Unprecedented Low Volatility
Luuk Strijers, the chief commercial officer at Deribit, a leading crypto derivatives exchange, pointed out that their volatility indexes for bitcoin and ether are currently trading at “unprecedentedly low levels.” This low volatility could be attributed to a lack of investor conviction or a shortage of leverage in the system. According to Adam Guren, the chief investment officer at Hunting Hill Global Capital, the prevalence of leverage in the crypto space had reached excessive levels in the past.
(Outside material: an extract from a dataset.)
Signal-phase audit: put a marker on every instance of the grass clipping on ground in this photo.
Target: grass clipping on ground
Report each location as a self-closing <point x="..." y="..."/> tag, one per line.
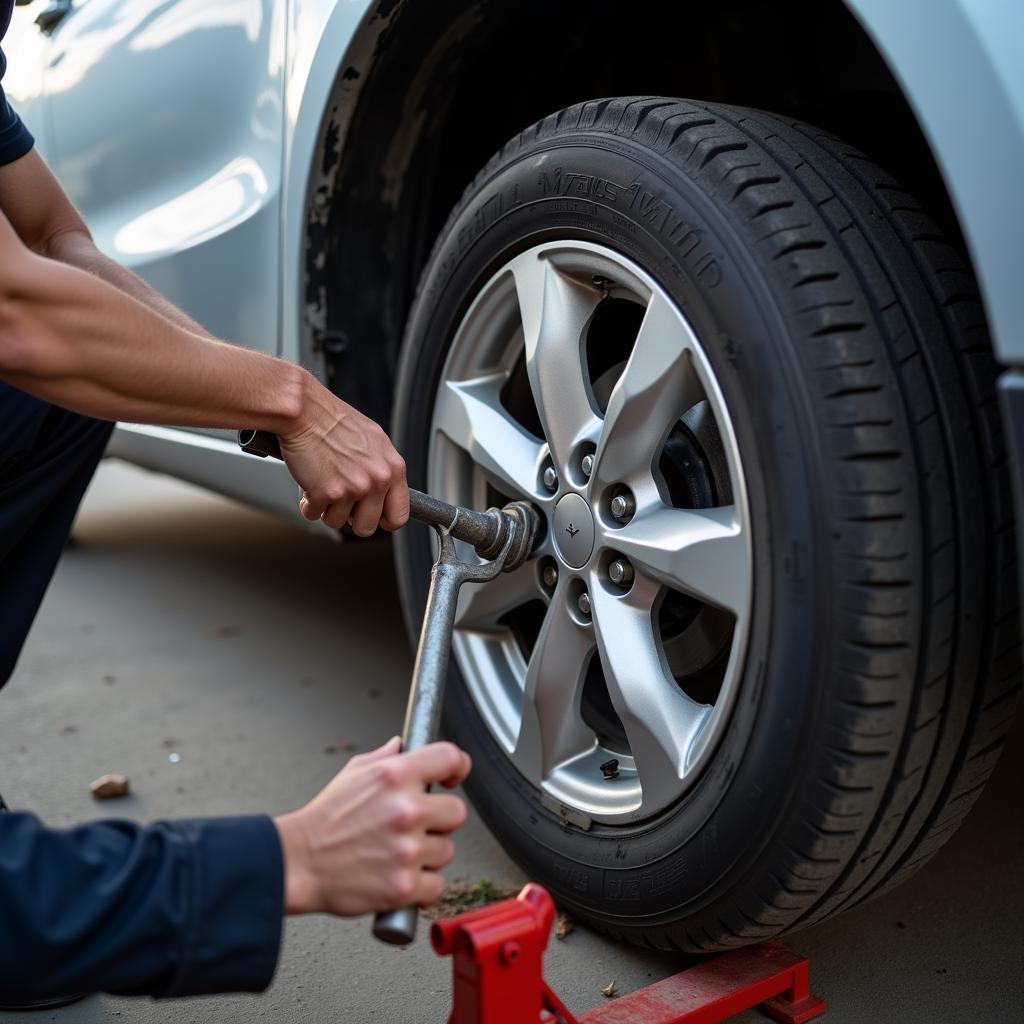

Guren stated that in 2020 and 2021, leverage was easily accessible, contributing to both high volatility and significant price increases for bitcoin. However, the collapse of several major crypto companies in 2022 and early 2023, including FTX, Alameda Research, BlockFi, Celsius, Voyager, and Genesis, resulted in many highly leveraged players exiting the industry.
Now, Guren believes we are witnessing a swing in the opposite direction. Obtaining loans or leverage in the current market has become incredibly challenging and costly due to high interest rates and stringent collateral terms. Nevertheless, Guren anticipates a resurgence of leverage in the crypto space when the Federal Reserve decides to cut interest rates once again. He also expects innovative solutions to emerge, providing more efficient leverage options for the industry.
Looking to the Future
Despite the current stability, it seems likely that bitcoin’s price will experience fluctuations once leverage makes a comeback. The market dynamics are ever-changing, and with the Federal Reserve’s potential interest rate cuts on the horizon, we may see a shift in the crypto landscape. As always, it is essential to monitor these developments closely to navigate the crypto market effectively.
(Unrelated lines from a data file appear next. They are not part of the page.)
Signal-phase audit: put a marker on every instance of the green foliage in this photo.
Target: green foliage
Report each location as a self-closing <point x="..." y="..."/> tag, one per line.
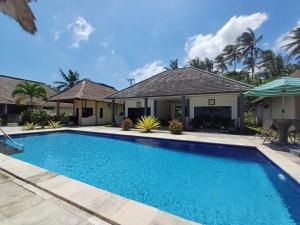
<point x="54" y="124"/>
<point x="175" y="126"/>
<point x="30" y="126"/>
<point x="69" y="80"/>
<point x="31" y="90"/>
<point x="206" y="64"/>
<point x="148" y="123"/>
<point x="126" y="124"/>
<point x="40" y="116"/>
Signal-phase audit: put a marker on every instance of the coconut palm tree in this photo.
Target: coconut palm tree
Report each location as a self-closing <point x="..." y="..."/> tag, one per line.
<point x="248" y="47"/>
<point x="20" y="12"/>
<point x="293" y="47"/>
<point x="31" y="90"/>
<point x="70" y="79"/>
<point x="173" y="65"/>
<point x="220" y="63"/>
<point x="232" y="55"/>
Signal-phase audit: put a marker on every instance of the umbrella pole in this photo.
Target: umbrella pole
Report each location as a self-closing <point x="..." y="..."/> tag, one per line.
<point x="283" y="111"/>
Crypto Founder and a Black Diamond
The U.S. Securities and Exchange Commission charged Richard Heart, the founder of crypto projects Hex and PulseChain, with unregistered sale of over $1 billion in crypto asset securities and the theft of $12 million of those funds to buy luxury goods.
Misappropriation of Funds
Between August 2021 and September 2022, Heart allegedly “misappropriated at least $12.1 million” from PulseChain investor assets to fund his luxury purchases, including cars and watches.
Luxury Goods Purchases
Heart spent $534,916 on a McLaren sports car, $314,125 on a “white Ferrari Roma,” and a total of over $1 million on three Rolex watches.
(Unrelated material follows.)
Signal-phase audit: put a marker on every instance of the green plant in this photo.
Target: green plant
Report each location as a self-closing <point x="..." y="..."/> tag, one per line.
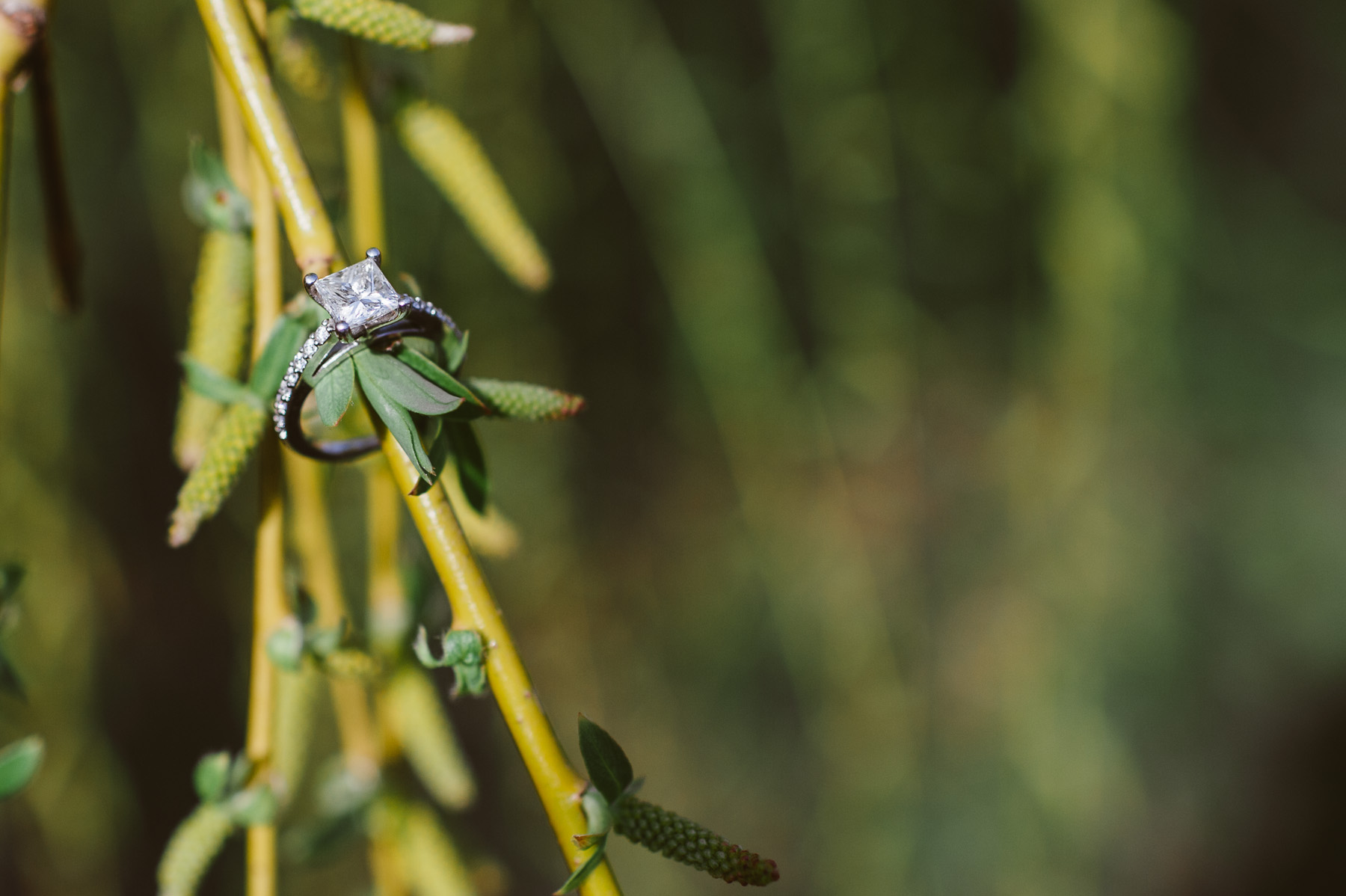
<point x="424" y="408"/>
The Enigma: World’s Largest Black Diamond
Misappropriating PulseChain investor assets, Heart also purchased a 555-carat black diamond known as “The Enigma.” Claiming to be the largest black diamond globally, this purchase cost him $4.28 million.
Bitcoin and Ether Performance
In the past week, Bitcoin experienced a 0.6% loss and was trading around $29,166 on Thursday. Ether, on the other hand, dropped 1.9% during the same period, reaching approximately $1,835.
Conclusion
Investors should prepare for increased volatility in the coming months, potentially influenced by BlackRock’s spot bitcoin ETF application and the upcoming bitcoin halving event expected in April or May 2024. Bitcoin halving reduces the block reward given to crypto miners by half every 210,000 blocks mined, which historically results in price appreciation. Strijers highlighted the steep volatility term structure for bitcoin and the current call skew in the market.